49 degree heat? No worries. Cricket ball sized hail? Not so much. pic.twitter.com/AX9yITF0iv
— Matthew (@_stuckings) January 20, 2020
The hailstorm came after Melbourne was lashed by freak weather on Sunday, with the State Emergency Service confirming on Monday that it had received around 1500 calls for assistance since Sunday in relation to heavy rain and hail which fell predominantly in the city’s northeast and inner east.
Hail has smashed the windows of these cars near Parliament House in Canberra. Wow! pic.twitter.com/4kEKZvqdV7
— Andrew Backhouse (@Andytwit123) January 20, 2020
Earlier today the Bureau of Meteorology warned: “Severe thunderstorms are likely to produce large hail and heavy rainfall that may lead to flash flooding in parts of northern and central #Victoria, Gippsland and eastern #Melbourne over the next several hours.”

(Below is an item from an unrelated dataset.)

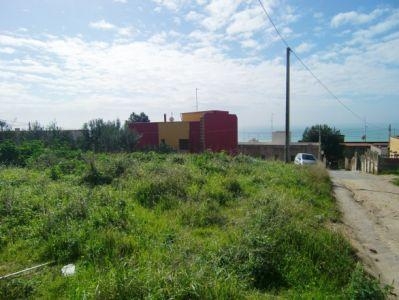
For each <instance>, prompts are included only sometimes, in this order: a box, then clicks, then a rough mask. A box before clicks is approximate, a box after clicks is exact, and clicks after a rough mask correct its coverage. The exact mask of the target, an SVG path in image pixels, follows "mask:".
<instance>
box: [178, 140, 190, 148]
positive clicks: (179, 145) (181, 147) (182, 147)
mask: <svg viewBox="0 0 399 300" xmlns="http://www.w3.org/2000/svg"><path fill="white" fill-rule="evenodd" d="M179 150H189V142H188V140H187V139H180V140H179Z"/></svg>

— Ed (@terkey76) January 19, 2020
Sydney is also braced for extreme weather as a severe thunderstorm warning was issued on Monday afternoon, with the Bureau of Meteorology warning that “large, possibly giant” hail stones were set to hit eastern and north eastern parts of New South Wales. While damaging winds and heavy rainfall have also been forecast.
The warning is also in place for the Blue Mountains/Hawkesbury, Maitland/Cessnock, Greater Newcastle, Sydney, Wollondilly/Wingecarribee and Wollongong.
While parts of south east Queensland are also expected to experience severe thunderstorms, heavy rainfall and hail on Monday afternoon.